Samarium hexaboride is a cubic material. In the diagram, the samarium is the big purply atom at the centre and the borons are on the edge of the cube: we've highlighted one of the faces to show how the borons are arranged.
This material is currently the subject of a lot of research (for example this open access paper) because it's a topological insulator. In this context, topological means this is a really cool word that should get us a lot of grant money. I highly recommend this blog post for an explanation.
There's a saying attributed to Wolfgang Pauli: "God made the bulk; surfaces were invented by the devil". One of the reasons topological insulators are interesting - and the easiest way of describing them - is that the bulk and surface properties are different. They are electrically insulating in the bulk but electrically conducting on the surface.
Apart from being interesting in their own right - and demonstrating that, once again, condensed matter physicists will find a way to keep busy - it's strongly suspected that topological insulators could be really useful in fields such as quantum computing.
Where does the structure come from?
This structure is #2104762 in the Crystallography Open Database. The reference is Funahashi et al., Acta Cryst. B, 66 (2010) 292.

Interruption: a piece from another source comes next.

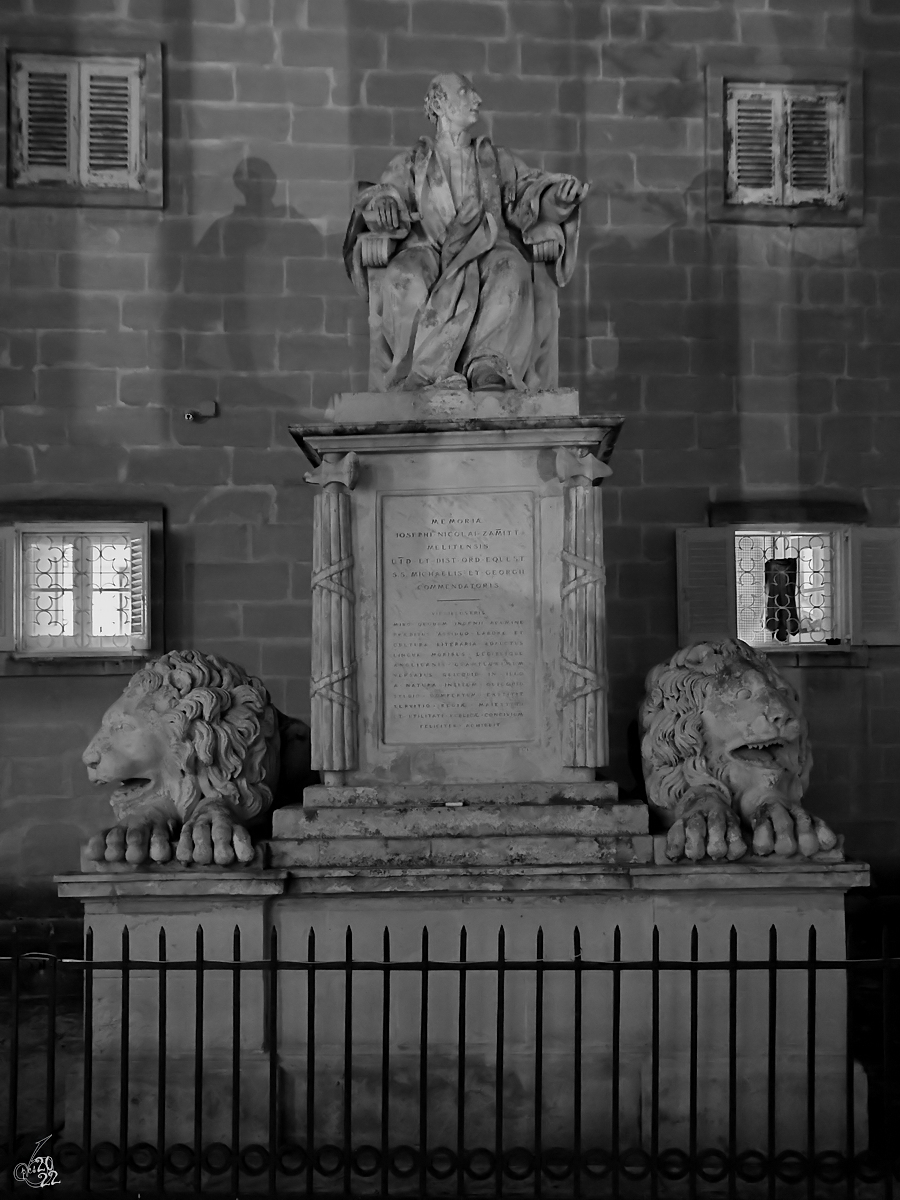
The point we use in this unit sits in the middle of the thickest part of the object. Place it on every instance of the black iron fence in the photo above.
(761, 1077)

Typical recent research: W. A. Whelan et al., Phys. Rev. X, 4 (2014) 031012.
A reference to topological insulators: Hasan and Kane, Rev. Mod. Phys. 82 (2010) 3045. Even if you don't know much about topology you know it's got to do with holes and donuts and stuff. This paper distinguishes itself by illustrating a torus using a photograph of a genuine bona fide donut. Complete with icing sugar. I wonder how they got that through faculty? "We'd like to stump up the page charge for a colour print so that we can put a picture of a donut in our paper".